Central conference rooms are critical, but don't lend themselves well to casual, quick communications.
> "hey where did you check in the change for foo?"
... and you just took me out of the Zone.
I was about to be intensely productive on hard code for 30 minutes, but now I see it's only 15 minutes 'til lunch. Maybe I'll check email instead of building up that concentration level again.
That same shit happens to me in my open office. The difference is that it's easier for me to dick around for 3 hours instead of 15 minutes since nobody can see my screen or even see if I'm here.
I think, it depends largely on how people work together. In some occasions, when people really work on similar problems on the same part of a project, it could really be like you described. But I have seen that in really rare cases and seldom with more than may be 3 or 4 persons. Not ten persons and also not scrum teams. In scrum teams (as I have seen them), the tasks of the persons are so different, that you seldom have that kind of communications. Also when the micro-communications, that you talked about are between two or may be three people -- there it would be better, if the three work together in one office or if they could go out of the office and meet somewhere where they don't disturb others. In such cases, I would opt for offices of 3-4 persons that work in the same areas.

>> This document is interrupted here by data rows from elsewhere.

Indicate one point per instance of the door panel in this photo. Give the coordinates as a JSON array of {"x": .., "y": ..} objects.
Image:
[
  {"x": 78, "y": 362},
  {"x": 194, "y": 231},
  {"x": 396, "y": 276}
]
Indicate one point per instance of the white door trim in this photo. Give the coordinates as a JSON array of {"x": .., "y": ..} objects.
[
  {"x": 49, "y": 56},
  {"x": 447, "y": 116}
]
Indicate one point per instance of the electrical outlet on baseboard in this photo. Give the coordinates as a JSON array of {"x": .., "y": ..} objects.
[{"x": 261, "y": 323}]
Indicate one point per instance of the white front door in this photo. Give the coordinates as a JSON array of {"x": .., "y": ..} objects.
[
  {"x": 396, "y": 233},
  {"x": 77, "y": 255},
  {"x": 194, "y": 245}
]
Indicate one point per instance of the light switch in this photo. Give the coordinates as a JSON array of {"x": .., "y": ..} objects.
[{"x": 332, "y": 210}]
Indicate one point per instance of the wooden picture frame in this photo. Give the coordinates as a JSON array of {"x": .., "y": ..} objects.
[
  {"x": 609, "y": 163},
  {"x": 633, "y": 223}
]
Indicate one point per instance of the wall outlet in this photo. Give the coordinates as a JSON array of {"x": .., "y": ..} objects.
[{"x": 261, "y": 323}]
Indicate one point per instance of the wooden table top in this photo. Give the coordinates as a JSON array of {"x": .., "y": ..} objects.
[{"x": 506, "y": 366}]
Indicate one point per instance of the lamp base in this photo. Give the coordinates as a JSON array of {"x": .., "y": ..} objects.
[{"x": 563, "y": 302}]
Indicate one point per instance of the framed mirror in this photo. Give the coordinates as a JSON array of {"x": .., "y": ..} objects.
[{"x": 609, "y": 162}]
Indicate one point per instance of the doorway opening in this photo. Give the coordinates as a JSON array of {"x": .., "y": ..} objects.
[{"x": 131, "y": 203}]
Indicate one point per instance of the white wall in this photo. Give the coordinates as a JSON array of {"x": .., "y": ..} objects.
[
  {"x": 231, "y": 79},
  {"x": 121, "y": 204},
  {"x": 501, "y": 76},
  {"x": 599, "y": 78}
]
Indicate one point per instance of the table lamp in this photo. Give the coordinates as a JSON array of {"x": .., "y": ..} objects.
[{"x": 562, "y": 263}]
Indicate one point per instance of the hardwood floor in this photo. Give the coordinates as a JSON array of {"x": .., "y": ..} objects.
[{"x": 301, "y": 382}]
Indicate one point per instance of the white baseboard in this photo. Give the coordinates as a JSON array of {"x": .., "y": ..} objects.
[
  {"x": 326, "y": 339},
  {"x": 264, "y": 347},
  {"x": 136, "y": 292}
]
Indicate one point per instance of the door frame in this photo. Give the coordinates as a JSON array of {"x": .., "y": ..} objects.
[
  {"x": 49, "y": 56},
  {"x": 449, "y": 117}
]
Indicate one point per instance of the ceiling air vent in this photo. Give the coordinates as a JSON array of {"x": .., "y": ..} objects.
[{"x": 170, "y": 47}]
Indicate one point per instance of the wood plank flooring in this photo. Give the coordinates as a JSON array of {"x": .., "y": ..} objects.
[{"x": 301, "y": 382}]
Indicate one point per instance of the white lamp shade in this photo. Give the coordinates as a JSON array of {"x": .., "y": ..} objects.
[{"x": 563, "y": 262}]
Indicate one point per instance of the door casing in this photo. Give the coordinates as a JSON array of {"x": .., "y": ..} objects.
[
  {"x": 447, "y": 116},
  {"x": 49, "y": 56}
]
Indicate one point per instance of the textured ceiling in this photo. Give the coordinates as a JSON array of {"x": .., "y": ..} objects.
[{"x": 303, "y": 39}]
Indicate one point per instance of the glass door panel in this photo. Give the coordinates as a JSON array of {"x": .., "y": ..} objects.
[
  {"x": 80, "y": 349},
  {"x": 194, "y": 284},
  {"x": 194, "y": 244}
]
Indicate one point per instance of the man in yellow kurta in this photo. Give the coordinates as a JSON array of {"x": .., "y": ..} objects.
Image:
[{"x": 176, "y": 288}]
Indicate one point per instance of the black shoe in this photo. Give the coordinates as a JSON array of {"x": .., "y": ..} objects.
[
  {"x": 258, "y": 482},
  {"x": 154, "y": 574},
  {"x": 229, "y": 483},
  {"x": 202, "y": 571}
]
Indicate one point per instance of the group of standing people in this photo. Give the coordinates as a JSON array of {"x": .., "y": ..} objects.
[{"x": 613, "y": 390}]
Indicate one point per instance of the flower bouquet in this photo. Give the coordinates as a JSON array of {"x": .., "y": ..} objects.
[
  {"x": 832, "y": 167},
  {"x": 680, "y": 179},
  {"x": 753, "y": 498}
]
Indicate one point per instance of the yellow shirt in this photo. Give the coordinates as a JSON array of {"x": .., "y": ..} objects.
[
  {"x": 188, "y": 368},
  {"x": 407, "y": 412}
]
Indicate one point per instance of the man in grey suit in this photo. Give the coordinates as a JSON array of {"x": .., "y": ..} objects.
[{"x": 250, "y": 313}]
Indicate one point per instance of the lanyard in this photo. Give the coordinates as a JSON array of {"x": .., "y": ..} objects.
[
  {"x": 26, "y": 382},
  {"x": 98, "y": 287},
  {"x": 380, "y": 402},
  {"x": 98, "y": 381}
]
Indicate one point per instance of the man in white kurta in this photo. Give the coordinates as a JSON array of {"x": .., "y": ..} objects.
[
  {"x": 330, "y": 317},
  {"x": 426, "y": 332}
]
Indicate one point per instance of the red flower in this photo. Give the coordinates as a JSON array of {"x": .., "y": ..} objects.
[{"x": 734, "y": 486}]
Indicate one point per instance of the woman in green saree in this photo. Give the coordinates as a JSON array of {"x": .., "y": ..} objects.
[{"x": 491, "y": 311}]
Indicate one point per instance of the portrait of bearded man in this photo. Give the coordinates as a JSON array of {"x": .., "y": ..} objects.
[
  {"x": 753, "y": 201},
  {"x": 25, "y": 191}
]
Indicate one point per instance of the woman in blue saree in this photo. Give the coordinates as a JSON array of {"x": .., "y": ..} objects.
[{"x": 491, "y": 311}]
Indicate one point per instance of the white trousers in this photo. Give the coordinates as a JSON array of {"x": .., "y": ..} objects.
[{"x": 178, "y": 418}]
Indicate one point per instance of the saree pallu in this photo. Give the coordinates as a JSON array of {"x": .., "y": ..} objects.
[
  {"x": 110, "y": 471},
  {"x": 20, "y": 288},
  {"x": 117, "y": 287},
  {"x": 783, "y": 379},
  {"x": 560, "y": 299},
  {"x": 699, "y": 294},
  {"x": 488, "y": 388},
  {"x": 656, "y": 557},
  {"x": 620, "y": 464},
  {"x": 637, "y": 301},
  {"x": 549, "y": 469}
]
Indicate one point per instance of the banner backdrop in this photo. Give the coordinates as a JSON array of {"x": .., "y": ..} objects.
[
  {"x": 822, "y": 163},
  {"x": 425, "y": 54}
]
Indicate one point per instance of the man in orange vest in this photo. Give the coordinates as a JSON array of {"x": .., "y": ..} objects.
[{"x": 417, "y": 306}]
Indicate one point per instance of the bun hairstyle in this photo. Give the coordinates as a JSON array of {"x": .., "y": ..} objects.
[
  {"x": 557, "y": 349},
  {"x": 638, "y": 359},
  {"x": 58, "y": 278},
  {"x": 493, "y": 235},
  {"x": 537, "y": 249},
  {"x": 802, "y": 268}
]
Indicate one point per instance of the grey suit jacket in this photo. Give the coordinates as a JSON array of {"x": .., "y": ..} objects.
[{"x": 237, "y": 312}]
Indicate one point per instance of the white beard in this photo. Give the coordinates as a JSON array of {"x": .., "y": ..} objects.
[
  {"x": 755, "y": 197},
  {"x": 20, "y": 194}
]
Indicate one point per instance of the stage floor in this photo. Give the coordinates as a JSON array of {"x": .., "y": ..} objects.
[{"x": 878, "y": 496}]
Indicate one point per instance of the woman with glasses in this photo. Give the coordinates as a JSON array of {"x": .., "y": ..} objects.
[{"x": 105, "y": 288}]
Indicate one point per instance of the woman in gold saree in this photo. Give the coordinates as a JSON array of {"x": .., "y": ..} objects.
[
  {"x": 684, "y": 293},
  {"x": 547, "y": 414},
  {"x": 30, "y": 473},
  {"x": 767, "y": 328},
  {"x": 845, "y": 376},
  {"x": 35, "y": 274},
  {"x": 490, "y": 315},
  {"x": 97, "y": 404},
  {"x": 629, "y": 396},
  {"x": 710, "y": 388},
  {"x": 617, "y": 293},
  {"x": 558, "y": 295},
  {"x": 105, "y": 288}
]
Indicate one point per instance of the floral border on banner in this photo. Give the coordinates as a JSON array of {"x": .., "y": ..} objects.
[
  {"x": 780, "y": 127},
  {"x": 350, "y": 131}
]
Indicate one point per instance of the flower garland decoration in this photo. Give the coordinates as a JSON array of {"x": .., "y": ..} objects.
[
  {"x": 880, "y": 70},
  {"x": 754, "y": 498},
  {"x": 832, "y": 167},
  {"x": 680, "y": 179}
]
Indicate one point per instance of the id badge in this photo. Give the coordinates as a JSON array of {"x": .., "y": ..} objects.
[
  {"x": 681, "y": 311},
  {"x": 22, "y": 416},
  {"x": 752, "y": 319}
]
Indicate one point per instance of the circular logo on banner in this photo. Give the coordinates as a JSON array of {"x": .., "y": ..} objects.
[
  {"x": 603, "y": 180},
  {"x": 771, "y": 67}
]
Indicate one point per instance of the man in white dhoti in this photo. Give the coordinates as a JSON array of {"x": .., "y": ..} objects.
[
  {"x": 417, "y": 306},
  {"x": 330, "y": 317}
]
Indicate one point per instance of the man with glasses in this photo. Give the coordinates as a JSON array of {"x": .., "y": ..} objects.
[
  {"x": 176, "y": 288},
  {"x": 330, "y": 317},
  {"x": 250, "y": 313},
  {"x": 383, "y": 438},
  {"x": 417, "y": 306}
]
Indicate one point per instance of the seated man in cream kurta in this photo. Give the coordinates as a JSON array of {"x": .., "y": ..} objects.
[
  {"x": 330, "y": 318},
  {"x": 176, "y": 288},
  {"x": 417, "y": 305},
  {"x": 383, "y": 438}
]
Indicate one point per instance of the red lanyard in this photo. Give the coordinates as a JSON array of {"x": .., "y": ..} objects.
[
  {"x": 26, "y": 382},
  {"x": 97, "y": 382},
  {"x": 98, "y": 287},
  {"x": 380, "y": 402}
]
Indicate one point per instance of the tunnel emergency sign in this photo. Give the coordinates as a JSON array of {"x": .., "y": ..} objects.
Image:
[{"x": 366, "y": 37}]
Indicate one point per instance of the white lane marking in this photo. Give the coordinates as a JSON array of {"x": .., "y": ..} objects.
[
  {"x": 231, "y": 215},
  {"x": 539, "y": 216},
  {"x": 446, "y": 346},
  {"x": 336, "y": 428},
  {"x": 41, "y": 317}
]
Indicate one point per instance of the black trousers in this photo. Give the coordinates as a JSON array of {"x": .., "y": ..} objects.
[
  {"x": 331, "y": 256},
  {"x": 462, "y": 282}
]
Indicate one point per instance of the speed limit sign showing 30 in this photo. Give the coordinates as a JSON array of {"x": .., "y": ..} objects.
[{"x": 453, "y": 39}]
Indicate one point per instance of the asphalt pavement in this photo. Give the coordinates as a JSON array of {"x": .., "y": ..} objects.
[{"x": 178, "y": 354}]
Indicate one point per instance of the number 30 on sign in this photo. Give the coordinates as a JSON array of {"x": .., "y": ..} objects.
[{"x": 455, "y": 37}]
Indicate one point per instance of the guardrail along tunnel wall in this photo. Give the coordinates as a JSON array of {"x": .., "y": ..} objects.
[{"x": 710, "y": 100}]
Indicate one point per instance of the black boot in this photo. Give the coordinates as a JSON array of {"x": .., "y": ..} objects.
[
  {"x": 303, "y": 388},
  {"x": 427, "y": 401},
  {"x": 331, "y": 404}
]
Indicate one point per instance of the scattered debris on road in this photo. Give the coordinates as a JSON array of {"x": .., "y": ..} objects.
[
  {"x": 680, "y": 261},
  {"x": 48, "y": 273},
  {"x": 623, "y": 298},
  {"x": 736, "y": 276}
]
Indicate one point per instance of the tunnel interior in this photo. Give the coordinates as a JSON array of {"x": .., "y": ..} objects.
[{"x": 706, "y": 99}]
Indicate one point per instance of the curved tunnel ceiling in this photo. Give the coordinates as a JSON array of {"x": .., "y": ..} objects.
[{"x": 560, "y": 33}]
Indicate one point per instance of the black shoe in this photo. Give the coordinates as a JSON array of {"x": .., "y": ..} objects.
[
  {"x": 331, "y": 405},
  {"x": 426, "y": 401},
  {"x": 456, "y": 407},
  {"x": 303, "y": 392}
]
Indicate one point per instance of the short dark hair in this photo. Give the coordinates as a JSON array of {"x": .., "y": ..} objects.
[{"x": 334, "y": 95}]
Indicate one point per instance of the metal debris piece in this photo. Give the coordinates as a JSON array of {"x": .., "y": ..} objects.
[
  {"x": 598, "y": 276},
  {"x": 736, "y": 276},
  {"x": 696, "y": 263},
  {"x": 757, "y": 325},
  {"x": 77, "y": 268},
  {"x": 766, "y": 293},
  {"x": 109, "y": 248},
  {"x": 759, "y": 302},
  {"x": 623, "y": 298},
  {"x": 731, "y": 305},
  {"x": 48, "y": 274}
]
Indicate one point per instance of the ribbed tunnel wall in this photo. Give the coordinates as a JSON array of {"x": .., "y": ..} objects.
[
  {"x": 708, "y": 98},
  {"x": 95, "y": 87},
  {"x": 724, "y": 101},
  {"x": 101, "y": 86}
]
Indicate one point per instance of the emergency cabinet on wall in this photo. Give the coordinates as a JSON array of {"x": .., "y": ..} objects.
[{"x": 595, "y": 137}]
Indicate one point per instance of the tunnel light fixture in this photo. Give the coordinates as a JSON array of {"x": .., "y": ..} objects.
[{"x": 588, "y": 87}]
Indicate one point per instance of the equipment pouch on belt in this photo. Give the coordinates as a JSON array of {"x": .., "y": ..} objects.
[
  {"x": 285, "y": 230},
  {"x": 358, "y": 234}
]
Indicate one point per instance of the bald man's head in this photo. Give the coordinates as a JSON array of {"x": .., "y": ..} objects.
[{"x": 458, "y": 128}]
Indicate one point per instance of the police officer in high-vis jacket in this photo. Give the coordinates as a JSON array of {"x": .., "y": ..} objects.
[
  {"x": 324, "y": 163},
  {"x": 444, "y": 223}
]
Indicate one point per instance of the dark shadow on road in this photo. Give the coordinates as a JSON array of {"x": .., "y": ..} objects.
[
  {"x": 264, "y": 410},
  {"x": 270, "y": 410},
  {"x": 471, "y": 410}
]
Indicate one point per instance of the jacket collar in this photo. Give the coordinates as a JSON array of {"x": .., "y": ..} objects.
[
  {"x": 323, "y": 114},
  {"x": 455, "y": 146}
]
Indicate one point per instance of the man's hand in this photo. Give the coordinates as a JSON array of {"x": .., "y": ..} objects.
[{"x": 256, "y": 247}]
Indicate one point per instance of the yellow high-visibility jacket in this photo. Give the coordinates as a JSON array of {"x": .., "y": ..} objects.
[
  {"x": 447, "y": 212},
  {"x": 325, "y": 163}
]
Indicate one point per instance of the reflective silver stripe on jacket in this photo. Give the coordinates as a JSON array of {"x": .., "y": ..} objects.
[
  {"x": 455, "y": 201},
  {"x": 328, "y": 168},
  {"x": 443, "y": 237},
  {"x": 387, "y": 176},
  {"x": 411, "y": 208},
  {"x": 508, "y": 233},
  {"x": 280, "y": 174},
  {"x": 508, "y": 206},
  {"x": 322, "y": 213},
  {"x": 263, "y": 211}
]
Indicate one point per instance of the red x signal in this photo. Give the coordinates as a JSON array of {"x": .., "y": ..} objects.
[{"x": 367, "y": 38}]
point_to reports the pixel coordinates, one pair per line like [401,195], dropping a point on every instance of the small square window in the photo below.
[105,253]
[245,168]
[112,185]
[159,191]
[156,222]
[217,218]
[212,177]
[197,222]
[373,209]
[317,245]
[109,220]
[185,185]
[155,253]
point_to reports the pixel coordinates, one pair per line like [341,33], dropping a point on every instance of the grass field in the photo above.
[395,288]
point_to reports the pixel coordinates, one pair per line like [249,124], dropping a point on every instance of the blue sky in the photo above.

I would really opt for offices of 3-4 persons. Scrum offices, or team of ten offices are to noisy for my opinion and most of the discussions will be non-interesting for the other peoples (for example developers are not interested in the managers talk or the product owner will not be interested in details from developers work .... also documentation people will not be interested in). If others could be interested or should say something about a topic, it is always better to have a spontaneous meeting.
You can also have a central or conference room for communications, or coffee corners connecting the offices.
I think, Joel Spolsky has shown a real good example: http://www.joelonsoftware.com/articles/BionicOffice.html
His office does give both: Everybody can retreat, but also a huge area to communicate, live and exchange in community.